The root of the issue, when it comes to condemnation (exile, perishing), or the opposite of condemnation (exodus, eternal life), is belief in the God of creation. That belief is inseparable from the Creator’s purposes for His divine image-bearers and the world that He had created, in accordance with His covenant promises, which fundamentally point to undoing and reversing the damage done by Adam.
Later on in the third chapter of Gospel of John, John the Baptist can be heard speaking about Jesus. Some of John’s disciples were concerned that people that had previously come out to follow John were now going to Jesus. John’s initial response to this was “No one can receive anything unless it has been given to him from heaven” (3:27a). John, who has been previously recognized by Jesus (in the text) as “the Lamb of God who takes away the sin of the world” (1:29), and who seems to well understand the role to which he believed himself to have been appointed, sees the crowds gathering to Jesus as right and proper.
It would seem that John recognizes that the time has come for Jesus to enter into His ministry, and that this ministry has been ordained by Israel’s God to supersede and supplant his own, as he had sown the seeds of the new exodus movement (into the new promised land in which the God of Israel would rule all through His Messiah) that would be taken up by Jesus. So to this concern of his disciples, John responds by saying “He must become more important while I become less important” (3:30).
Going further, John echoes the words that were previously spoken to Nicodemus by Jesus, as he says “The Father loves the Son and has placed all things under His authority” (3:35). By this, John demonstrates his apparent understanding of the pronounced son of God tradition within Israel, as this love, along with all that goes with it, is the very thing that had been true of Adam, of Israel, and of Solomon. Adam had been given complete authority over the whole of creation, Israel had been given authority over the promised land, and Solomon had been given authority over the Creator God’s people. Perhaps more importantly, Solomon had been, at least according to Israel’s history, granted authority to build the Temple of God. All of these things had been an outworking of the love of the Creator God, which had been directed towards these particular sons of God.
Jesus’ cousin goes on to speak in a very similar fashion to Jesus Himself, doing so in the context of the long history of sonship and saying “The one who believes in the Son has eternal life. The one who rejects the Son will not see life, but God’s wrath remains on him” (3:36). Once again, the text draws a contrast between eternal life versus condemnation. Believing in the Son, or believing “in the name of the one and only Son of God” (3:18b), which is another way of saying “believing in the faithful, covenant God because of the Son,” is what allows one to participate in the kingdom of God, which is participating in the rule of the Creator God on earth (the outworking of eternal life).

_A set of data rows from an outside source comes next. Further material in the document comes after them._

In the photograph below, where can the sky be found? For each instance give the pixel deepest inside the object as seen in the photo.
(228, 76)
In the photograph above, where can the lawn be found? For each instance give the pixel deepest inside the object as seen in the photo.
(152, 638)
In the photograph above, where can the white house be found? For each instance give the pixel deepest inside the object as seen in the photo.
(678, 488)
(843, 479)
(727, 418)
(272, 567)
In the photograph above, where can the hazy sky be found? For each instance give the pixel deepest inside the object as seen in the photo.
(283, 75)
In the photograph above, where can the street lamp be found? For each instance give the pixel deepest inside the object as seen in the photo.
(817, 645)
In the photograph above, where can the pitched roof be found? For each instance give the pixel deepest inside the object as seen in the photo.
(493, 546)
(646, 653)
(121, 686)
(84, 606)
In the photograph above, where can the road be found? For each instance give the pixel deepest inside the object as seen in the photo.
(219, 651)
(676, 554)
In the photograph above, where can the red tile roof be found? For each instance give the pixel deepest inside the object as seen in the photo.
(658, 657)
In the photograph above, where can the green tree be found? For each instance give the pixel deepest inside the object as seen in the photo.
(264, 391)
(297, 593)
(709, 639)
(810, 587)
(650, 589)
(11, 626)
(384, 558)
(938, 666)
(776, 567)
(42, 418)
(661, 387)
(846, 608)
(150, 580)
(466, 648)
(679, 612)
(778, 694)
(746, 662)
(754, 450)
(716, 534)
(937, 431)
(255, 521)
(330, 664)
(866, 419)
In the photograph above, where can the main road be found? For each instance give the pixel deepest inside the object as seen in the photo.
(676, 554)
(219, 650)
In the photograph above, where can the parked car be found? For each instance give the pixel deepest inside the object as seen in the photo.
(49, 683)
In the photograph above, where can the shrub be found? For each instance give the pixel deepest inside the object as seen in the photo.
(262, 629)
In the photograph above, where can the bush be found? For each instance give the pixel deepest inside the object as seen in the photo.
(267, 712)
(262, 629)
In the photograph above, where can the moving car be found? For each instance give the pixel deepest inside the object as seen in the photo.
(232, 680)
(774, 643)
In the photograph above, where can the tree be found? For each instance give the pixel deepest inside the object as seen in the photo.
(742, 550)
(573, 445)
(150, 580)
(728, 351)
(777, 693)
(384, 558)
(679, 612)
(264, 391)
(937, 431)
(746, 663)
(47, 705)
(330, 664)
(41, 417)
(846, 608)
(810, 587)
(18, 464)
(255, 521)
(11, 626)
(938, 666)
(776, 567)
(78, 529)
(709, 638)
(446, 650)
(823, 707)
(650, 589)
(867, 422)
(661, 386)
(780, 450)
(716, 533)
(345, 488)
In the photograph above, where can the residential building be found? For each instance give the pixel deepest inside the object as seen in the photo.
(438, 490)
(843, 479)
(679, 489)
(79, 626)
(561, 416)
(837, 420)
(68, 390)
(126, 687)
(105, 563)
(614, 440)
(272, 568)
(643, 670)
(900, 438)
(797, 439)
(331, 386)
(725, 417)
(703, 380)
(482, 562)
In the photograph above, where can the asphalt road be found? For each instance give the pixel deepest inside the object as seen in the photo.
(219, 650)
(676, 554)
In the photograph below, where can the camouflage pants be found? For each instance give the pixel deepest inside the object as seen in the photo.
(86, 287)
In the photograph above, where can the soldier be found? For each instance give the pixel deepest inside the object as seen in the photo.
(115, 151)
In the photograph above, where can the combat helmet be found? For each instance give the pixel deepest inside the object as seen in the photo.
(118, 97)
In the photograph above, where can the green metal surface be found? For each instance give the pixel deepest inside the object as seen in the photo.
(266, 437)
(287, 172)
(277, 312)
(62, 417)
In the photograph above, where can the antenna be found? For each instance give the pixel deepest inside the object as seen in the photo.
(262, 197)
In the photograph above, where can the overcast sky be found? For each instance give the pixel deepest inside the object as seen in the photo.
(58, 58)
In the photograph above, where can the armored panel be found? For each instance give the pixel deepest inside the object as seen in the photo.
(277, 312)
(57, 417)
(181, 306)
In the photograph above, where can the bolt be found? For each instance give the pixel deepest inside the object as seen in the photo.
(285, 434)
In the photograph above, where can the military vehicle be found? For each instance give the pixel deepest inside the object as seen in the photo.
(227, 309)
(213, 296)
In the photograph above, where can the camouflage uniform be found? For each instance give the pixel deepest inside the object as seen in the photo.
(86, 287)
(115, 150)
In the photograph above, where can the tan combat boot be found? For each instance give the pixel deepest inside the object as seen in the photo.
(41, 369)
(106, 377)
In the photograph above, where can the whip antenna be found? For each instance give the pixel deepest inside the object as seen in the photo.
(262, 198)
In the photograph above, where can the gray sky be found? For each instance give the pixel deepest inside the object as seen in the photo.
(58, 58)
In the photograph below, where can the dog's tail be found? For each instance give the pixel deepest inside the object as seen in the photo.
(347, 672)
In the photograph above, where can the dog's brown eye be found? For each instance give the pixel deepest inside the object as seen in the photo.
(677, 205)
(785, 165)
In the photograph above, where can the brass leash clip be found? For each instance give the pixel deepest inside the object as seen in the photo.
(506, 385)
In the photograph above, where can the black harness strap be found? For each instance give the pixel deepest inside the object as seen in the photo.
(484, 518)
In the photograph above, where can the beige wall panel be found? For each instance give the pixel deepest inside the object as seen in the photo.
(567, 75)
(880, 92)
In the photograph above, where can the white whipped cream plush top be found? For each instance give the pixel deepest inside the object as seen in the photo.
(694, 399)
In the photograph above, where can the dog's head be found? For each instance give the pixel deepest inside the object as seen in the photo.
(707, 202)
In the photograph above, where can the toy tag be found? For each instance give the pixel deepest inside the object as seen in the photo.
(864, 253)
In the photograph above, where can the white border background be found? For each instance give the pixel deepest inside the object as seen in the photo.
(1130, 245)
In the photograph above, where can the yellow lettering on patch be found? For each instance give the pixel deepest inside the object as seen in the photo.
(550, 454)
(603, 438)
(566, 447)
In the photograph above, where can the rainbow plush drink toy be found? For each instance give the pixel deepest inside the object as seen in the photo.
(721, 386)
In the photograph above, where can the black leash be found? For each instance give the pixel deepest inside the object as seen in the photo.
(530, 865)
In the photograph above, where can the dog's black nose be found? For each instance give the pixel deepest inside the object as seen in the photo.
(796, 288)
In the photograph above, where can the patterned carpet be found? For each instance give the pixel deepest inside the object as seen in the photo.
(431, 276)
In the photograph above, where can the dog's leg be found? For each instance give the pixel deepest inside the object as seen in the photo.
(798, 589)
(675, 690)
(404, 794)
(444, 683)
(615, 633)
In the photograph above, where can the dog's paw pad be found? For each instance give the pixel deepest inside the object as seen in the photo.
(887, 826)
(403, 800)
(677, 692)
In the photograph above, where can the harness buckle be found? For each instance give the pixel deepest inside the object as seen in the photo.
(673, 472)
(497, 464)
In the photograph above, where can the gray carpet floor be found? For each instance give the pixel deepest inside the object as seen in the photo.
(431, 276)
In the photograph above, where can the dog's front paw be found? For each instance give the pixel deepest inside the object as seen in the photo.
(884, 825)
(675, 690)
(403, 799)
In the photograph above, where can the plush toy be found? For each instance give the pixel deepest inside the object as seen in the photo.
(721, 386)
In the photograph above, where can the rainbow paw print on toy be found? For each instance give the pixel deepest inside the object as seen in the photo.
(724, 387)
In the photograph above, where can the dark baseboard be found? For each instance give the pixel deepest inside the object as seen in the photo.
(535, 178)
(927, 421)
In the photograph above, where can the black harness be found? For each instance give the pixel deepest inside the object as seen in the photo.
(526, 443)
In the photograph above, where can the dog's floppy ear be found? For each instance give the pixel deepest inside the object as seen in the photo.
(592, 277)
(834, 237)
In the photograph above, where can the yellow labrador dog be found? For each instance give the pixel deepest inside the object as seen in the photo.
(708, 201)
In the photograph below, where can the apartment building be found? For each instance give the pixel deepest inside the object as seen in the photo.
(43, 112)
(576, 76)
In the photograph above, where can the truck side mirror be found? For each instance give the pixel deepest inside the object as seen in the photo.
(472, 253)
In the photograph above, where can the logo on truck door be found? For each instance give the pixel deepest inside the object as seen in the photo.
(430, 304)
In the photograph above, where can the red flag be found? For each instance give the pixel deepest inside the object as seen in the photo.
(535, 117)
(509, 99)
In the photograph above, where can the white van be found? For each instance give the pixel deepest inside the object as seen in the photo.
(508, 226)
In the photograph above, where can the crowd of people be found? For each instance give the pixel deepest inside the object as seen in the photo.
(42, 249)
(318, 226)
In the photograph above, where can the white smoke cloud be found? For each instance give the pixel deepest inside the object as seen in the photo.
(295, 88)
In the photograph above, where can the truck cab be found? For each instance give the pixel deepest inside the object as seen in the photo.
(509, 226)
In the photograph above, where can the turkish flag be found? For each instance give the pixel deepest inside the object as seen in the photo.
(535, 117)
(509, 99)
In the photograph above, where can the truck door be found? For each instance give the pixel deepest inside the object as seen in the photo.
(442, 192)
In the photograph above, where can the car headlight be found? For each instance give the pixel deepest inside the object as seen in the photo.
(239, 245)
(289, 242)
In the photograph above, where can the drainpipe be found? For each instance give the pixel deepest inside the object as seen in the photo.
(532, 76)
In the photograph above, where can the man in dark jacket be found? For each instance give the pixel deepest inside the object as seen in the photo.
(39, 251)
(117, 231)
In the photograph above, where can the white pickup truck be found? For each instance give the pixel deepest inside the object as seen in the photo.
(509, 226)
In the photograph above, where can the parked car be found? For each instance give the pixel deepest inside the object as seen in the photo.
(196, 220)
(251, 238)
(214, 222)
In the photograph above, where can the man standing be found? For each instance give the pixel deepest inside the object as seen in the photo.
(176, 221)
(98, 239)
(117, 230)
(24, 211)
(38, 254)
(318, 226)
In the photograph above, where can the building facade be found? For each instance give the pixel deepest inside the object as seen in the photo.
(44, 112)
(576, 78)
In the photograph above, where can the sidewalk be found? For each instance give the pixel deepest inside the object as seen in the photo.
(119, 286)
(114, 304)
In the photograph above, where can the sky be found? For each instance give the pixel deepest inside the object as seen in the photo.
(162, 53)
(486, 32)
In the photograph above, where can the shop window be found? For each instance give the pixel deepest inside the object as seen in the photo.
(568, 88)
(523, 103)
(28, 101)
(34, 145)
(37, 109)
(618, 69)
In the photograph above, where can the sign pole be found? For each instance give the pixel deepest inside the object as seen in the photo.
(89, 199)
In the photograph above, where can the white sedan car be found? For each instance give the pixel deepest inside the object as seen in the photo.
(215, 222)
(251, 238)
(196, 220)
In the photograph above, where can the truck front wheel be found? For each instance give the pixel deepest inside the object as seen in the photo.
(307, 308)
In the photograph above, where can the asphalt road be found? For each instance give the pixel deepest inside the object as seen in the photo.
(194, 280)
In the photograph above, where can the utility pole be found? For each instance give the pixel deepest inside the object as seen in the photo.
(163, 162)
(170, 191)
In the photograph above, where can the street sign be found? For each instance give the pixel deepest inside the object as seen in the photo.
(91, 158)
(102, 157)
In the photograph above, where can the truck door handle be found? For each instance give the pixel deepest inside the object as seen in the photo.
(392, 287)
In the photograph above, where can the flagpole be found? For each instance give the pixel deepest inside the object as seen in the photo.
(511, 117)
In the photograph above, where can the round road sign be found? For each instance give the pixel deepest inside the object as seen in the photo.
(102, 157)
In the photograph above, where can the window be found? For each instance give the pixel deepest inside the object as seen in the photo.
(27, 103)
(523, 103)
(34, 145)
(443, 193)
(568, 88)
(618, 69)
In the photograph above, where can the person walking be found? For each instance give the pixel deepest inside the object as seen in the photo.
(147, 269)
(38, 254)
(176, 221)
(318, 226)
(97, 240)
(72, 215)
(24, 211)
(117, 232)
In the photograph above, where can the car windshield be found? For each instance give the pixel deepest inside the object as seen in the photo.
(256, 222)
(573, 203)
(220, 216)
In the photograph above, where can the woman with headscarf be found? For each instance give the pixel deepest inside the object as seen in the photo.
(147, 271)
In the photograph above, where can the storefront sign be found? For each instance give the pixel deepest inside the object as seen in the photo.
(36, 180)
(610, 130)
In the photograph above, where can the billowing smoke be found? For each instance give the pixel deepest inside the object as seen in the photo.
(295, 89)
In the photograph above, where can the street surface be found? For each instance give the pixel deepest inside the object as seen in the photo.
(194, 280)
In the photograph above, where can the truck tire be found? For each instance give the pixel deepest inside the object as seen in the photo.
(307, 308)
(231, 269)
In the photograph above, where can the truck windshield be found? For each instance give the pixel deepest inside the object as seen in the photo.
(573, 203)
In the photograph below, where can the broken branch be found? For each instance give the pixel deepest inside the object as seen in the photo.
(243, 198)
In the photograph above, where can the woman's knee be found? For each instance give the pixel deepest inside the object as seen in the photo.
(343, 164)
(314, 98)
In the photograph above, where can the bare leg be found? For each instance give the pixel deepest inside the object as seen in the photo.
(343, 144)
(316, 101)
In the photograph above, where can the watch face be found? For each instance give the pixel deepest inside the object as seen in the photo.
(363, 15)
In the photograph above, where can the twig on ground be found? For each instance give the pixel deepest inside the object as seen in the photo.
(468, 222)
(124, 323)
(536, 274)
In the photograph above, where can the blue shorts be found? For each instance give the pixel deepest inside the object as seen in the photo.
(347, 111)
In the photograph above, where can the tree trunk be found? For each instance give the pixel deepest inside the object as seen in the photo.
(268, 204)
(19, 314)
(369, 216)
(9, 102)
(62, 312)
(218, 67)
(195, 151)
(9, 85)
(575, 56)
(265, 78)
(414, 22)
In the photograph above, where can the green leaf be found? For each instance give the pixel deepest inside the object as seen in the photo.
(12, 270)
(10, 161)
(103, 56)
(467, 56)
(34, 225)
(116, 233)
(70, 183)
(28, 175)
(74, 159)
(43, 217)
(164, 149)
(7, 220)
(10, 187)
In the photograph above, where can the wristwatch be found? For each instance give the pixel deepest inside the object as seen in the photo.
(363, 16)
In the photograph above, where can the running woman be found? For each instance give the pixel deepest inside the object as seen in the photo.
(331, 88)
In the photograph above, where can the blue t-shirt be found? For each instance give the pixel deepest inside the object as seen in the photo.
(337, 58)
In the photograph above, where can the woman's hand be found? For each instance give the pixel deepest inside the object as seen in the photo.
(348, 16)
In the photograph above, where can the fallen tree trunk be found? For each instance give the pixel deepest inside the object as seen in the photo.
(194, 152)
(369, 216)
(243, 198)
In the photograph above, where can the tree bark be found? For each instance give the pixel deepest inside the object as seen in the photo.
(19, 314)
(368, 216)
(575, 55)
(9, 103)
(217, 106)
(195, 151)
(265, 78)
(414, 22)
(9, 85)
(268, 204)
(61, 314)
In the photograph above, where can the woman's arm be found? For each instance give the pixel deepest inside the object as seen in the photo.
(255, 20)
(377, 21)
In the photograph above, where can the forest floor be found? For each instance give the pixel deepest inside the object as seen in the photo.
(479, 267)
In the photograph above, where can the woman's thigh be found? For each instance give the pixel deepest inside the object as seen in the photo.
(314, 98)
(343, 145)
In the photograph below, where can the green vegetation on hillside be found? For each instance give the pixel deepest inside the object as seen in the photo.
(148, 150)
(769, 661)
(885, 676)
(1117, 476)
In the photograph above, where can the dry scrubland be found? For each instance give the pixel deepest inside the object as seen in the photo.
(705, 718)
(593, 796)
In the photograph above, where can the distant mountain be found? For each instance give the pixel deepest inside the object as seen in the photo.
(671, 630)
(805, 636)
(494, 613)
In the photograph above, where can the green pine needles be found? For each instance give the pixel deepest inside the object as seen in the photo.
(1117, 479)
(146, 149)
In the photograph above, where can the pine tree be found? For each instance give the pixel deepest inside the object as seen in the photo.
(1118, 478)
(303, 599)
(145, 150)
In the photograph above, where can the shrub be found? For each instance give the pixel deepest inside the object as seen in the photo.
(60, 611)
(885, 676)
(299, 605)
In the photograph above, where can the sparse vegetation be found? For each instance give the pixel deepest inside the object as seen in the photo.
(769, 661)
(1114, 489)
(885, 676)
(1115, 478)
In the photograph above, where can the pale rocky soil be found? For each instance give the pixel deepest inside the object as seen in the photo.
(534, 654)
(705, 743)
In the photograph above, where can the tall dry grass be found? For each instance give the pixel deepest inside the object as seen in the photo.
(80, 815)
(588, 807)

So if all of this is properly understood both contextually and historically, what is implied for those that seek to comprehend the message of this Gospel? Well, it should definitely change the way one approaches John 3:16, never allowing for the possibility of looking at it the same way again. In particular, it should crystallize one’s thinking concerning what it is that the Creator God has purposed for those that confess an allegiance to Jesus, calling Him the Son of God, and appropriately vesting that title with divine attributes in conjunction with understanding Jesus as the Messiah for Israel. One is best able to do so by thinking in terms of the Temple of God, especially if the Temple of God is rightly thought of as that place where the Creator God dwells (rests).